Ici je vais et en bref faire la même chose (reprenant beaucoup de passages des précédents articles (6), pour parler de ce 3 Août 1975, de son message politique, et encore une fois de l’homme qui l’avait incarné, jusqu’à son assassinat, Le martyre Ali Swalihi.. Et c’est la 1ere partie. Certes, des ouvrages pléthoriques existent qui parlent de ce coup d’état… Il existe des personnes encore vivantes qui ont participé à cette Odyssée. Mais le plus important (à mes yeux) est que 40 Ans après, que reste-t-il du message de ce coup d’état ? C’est le FNU (Front National Unis.. une coalition hétéroclite de 7 partis politiques Comoriens) qui a fomenté et réussi ce coup d’état.

 » Un coup d’état authentiquement Comorien, dans sa conception, comme dans sa réalisation.

Sans effusion de sang « ..

Déclaration d’Ali Swalihi (porte-parole du FNU)..etc.. Dans l’après-midi de ce dimanche 3 Août 1975 Une poignée d’homme (une dizaine dirigé par le feu Ali Swalihi) s’est lancée à l’assaut de l’histoire… L’historien Américain Martin Malia parlant de la révolution Française de 1789, avait dit :

 » Les lumières de la révolution française ont pour la 1ere fois donnée aux hommes l’idée que l’HISTOIRE avait un BUT séculaire, qu’elle fonctionnait comme un progrès « ..

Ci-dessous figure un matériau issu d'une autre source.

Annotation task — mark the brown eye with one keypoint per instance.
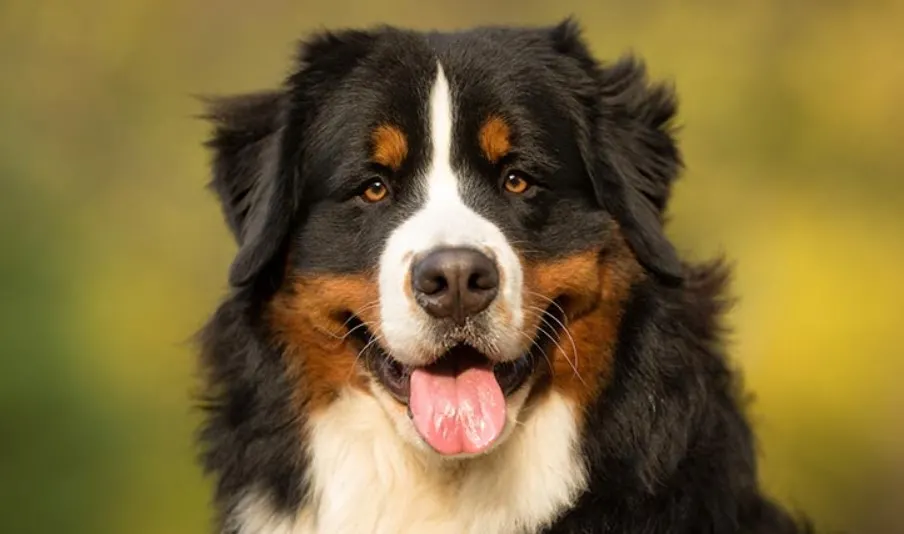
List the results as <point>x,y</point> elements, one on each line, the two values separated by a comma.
<point>375,192</point>
<point>515,183</point>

Ce qui explique (en partie) l’acte du 3 Août 1975. Il y a des personnes qui ne meurent jamais, elles ont une présence si forte et puissante dans la mémoire collective, à nos yeux, qu’on ne peut pas accepter leurs disparitions. Et cela vient de la permanence des souvenirs, des sentiments qu’on porte à ces hommes qui ont servi, défendus et aimés leurs peuples. Des martyrs qui n’ont jamais défendus autres choses que la cause de leurs peuples. La cause des exploités, humiliés, les exclus de la vie, les asservis et opprimés.
Mongozi et martyre Ali Swalihi fait partie de ceux-là, de ceux qui ont fait DON de leurs vies sans contrepartie, pour défendre cet idéal noble de défendre et servir leurs peuples.

Mongozi Ali s’est sacrifié pour donner la DIGNITÉ à son peuple. Il a affronté avec courage la mort, sans donc avoir peur. Car c’est face au danger que se révèle la grandeur d’un homme.. Mongozi a prouvé qu’il fait partie de ces hommes immenses… A respectant le Swalihisme (en tant que pensé politique jusqu’au bout)… Encore une fois, le SWALIHISME c’est : la force des Convictions, le sens de sacrifices, la force morale, la cohérence entre la parole et les actes, l’intransigeance, l’amour pour le peuple Comorien. C’est la sauvegarde de l’unité et intégrité territoriale, des travailleurs manuels, la laïcité, l’égalité des citoyens. La lutte contre : Toutes formes de dominations, contre la faim, la maladie et l’ignorance, le détournement des deniers publics, la corruption dans toutes ses formes, le séparatisme, sectarisme, chauvinisme, l’opportunisme.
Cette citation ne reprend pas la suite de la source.